30 de Outubro - Tribunal decreta prisão preventiva de Godinho. José Penedos, presidente da REN, é constituído arguido. Um dia antes, Armando Vara – número 2 do BCP – integra a lista de arguidos no processo. Em nota interna aos colaboradores do banco, afirma estar “inocente”. Em despacho enviado ao procurador-geral distrital de Coimbra, Pinto Monteiro solicita a promoção de diligências para o cumprimento da decisão do presidente do Supremo.
31 de Outubro - Refer refuta pressões de Mário Lino ou Ana Paula Vitorino para demitir a administração da empresa. O ex-ministro das Obras Públicas nega ter sido pressionado por Armando Vara para servir os interesses do empresário de Ovar, Manuel Godinho. “Quem me conhece sabe que não sou influenciável nem influenciado.”
4 de Novembro - Armando Vara pede suspensão do cargo de vice-presidente do BCP. Número de arguidos sobe para 15. Vítor Constâncio, governador do Banco de Portugal, considera a suspensão do mandato de Vara “muito importante”. Os arguidos no processo começam a ser ouvidos no dia seguinte, no DIAP de Aveiro.
5 de Novembro - Paiva Nunes, administrador da EDP Imobiliária, pede a suspensão das funções.
6 de Novembro - O nome de Sócrates surge pela primeira vez associado ao processo publicamente. Primeiro-ministro confirma ter falado, mas não denuncia o teor das conversas. Teixeira dos Santos anuncia que o governo pediu uma auditoria às empresas públicas envolvidas no caso Face Oculta.
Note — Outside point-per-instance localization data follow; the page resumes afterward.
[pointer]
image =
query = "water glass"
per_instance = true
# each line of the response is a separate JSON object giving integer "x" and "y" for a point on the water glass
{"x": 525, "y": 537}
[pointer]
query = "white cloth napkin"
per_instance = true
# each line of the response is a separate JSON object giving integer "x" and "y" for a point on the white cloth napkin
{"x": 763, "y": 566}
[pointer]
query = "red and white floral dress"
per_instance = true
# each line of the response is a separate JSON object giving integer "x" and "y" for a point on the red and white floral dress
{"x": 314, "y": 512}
No dia anterior, Manuel Guiomar, quadro da Refer ouvido em Aveiro, é suspenso de funções na empresa e proibido de qualquer contacto com os restantes suspeitos de envolvimento no processo.
11 de Novembro - Em entrevista à RTP, Noronha Nascimento diz: “O que tem chegado é um pouco aos bochechos. Aos bocadinhos. Não percebo como se pode enviar certidões importantes agora, outra daqui a 15 dias.”
13 de Novembro - Procurador-geral distrital de Coimbra entrega a Pinto Monteiro elementos complementares e mais 5 conversas em que intervém Sócrates.
21 de Novembro - PGR manda arquivar escutas a Sócrates. Pinto Monteiro anuncia ter emitido, nesse dia, despacho em que ordena arquivamento dos documentos, por não haver “elementos probatórios” que justifiquem a instauração de procedimento criminal contra Sócrates. Anuncia que, em qualquer caso, as 5 escutas recebidas mais tarde foram remetidas ao presidente do STJ, para apreciação da validade.
27 de Outubro de 2010 - É deduzida acusação contra 34 pessoas e 2 empresas por crimes de corrupção, burla qualificada, associação criminosa e tráfico de influências.
14 de Março de 2011 - Juiz Carlos Alexandre pronuncia todos os arguidos do Face Oculta.
8 de Novembro de 2011 - Começa o julgamento.
11 de Março de 2014 - MP defende que todos os crimes ficaram provados e, por isso, todos os arguidos devem ser condenados. Para o MP, não restam dúvidas de que o sucateiro Manuel Godinho foi favorecido por empresas públicas em concursos de recolha de resíduos e também não terão sido dados argumentos coerentes para a “longa e farta” lista de presentes entregues por Godinho durante a época natalícia.